断章_祠への道
風の果ての物語の第2部のエピローグ後の話です。
本編開始の13年程前の話
「何故だ!」
海洋国の神官服を身に包んだ男は叫んでいる。
先日、海洋国で行ったデューの試練達成の奉納でアナ・ソナの封印が解除されたことを知った。
そこでわざわざアナ・ハルナにある海底神殿の入り口に向かったのだ。
結果は、神殿に至る祠は封鎖中、叫びたくもなる。
前に祠に来たことのある別の神官が口を開いた。
「封印が解除されたのは間違いないよ。前回はここまで近づけなかった。」
そういって祠を囲む森と鳥居の様なものを指し、
「あの辺りにシールドみたいなものがあってこの祠が見えなかったんだ。」
別の神官が祠に浮かび上がっている神代文字を読む。
「周囲・・・レベル・・・80%・・・危険・・・」
一通り読み終え振り返る。
「この周囲の汚染濃度が高すぎて開けないようです。」
「後、もう一つ、適合者がいないと警告しています。」
海底神殿に行く方法は2つ
一つはこの祠から行くルートだ。
距離はあるが安全であり、大災害前の奉納は全てこのルートから行っていた。
もう一つは直接海を潜る方法である。
かなり、深いところにある神殿は並みの潜水艇では近づけず、神殿を守護するモンスター達が徘徊している。
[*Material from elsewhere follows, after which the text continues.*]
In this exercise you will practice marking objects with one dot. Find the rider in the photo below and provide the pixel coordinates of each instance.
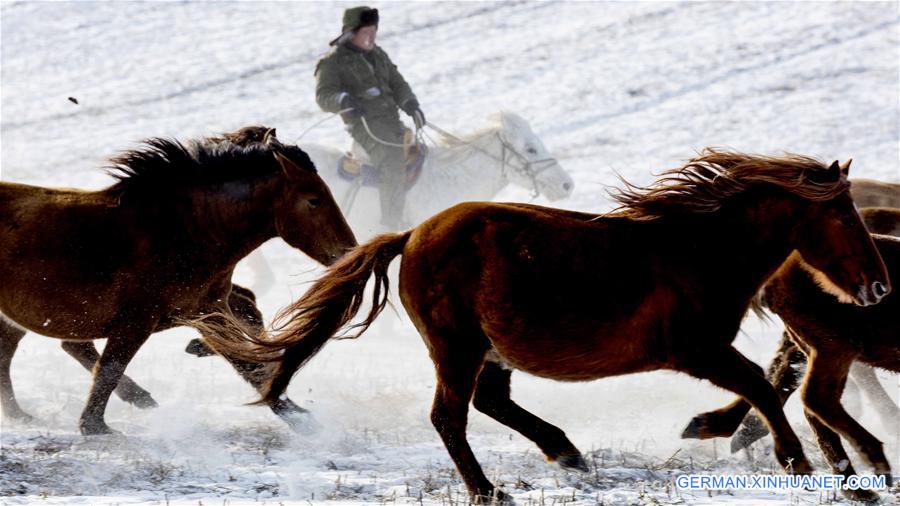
(358, 75)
海神の加護を得たデューだけならば入ることは出来るだろう。
しかし、今の状態では他の者を連れていくことは出来ないし、適合者がいないという警告もある。
「仕方ない、奉納はここで行おう。」
加護に感謝し、祈りを捧げる奉納は祠前の広場で行われた。
最初に神官が神にデューの試練の達成を伝え、
供物を祠に奉納し
祝いの舞を舞う。
最後にデューの誓いの宣言をして終わる。
後は宴となった。
この祠の前の広場は結界が張ってあるのかモンスターが近づく気配が無い。
安心して酒をのむことが出来る。
盃を手に、デューは呟く。
「適合者って何者なんだ?」
海神の試練を乗り越えた自分ではないことは分かる。
その問いの答えは13年後、アナ・エイダの再起まで待つことになる。